My colleague, Refinery Boy, and I had this idea to do a feature story on the emerging downstate music scene, how the combination of no money and no hope with plenty of time to practice was producing some awesome rock bands!

Bands with names like Squelch Plank, Towpath Prophets, Koi Pond Pondering and the Chanterelles. Never heard of them?

There were other bands, too, but I just can’t remember them, now.

Anyway, Prairie Bend was the center of this creative vortex, surrounded by cornfields, a little town along the Illinois River, a town that time and the interstate forgot.  It was just past the Utica exit.  We almost missed it.

The sign said, “Welcome to Prairie Bend.”

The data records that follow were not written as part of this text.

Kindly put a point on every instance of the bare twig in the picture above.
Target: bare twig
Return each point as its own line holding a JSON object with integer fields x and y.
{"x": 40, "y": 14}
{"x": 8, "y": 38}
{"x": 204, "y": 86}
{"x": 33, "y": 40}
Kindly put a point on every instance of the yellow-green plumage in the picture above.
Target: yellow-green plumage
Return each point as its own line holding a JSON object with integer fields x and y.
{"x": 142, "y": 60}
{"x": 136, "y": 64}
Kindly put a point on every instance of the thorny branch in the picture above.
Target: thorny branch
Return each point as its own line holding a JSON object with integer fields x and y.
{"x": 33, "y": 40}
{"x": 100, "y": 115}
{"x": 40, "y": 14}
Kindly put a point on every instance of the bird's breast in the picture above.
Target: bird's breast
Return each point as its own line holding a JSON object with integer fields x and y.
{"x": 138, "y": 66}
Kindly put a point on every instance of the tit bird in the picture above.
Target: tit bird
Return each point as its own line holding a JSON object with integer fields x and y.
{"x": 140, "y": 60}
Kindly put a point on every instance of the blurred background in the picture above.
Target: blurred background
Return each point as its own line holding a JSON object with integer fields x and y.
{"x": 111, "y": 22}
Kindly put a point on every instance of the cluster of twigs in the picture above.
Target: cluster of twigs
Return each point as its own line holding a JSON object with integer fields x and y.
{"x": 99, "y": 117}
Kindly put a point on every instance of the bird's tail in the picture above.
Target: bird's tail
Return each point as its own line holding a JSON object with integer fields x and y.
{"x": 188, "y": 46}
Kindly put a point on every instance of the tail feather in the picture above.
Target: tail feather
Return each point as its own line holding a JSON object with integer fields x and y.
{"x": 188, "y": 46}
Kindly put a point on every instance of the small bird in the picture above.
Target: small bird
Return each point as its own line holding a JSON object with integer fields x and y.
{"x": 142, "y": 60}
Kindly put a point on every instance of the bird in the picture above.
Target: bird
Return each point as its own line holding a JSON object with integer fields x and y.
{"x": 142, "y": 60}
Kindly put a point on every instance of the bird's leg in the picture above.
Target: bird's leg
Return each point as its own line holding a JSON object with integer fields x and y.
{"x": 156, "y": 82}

The town was like something out of the Twilight Zone–or  the X-Files, because we had cell phones. There was a Main Street, a bank, a  hardware store, a Woolworth’s that was still open (most of them had closed years before).  There was the Post Office and a hotel around the corner, where the Peoria-Rockford bus stopped. There was a movie theatre, with one of those great old marquees, an Indian Head in neon.

The real action was along the river on Water Street, where the bands practiced in the vacant warehouses and played in the dim-lit bars. In fact, “Dim-Lit Bars Suck” was one of the popular songs. Maybe you’ve heard that one?

The air that afternoon was buzzing with summer insects and the ozone of an approaching storm. We stopped at Woolworth’s, where a pretty girl with cat’s eye eyeliner served us ice tea at the lunch counter. I remember her hair, a long brown ponytail down her back.  She told us about the free concert that evening at the edge of town–Prairie Vortex. She handed me a flyer, the words swirling like  a neon tornado.  See you there, she said.

Yes, I remember the dark clouds gathering in the west, and people gathering in the open field.  There was a stage set up, and Squelch Plank did their sound check. Someone mentioned lightning. The sky turned the dark purple color of a bruise, as the air filled with the smell of rain and burning leaves.

Was that a tornado siren?  I couldn’t tell.

Even now, my memory betrays me. I do remember  thundering bass lines, incredible feedback, and the sky opening, bright neon colors swirling against black, black, black.

The next thing I remember is a ditch by the side of the road, a cornfield, and Refinery Boy trying to start the car. It was late  afternoon, in the middle of nowhere. The sky was clear and cloudless blue, and there was no sign of Prairie Bend.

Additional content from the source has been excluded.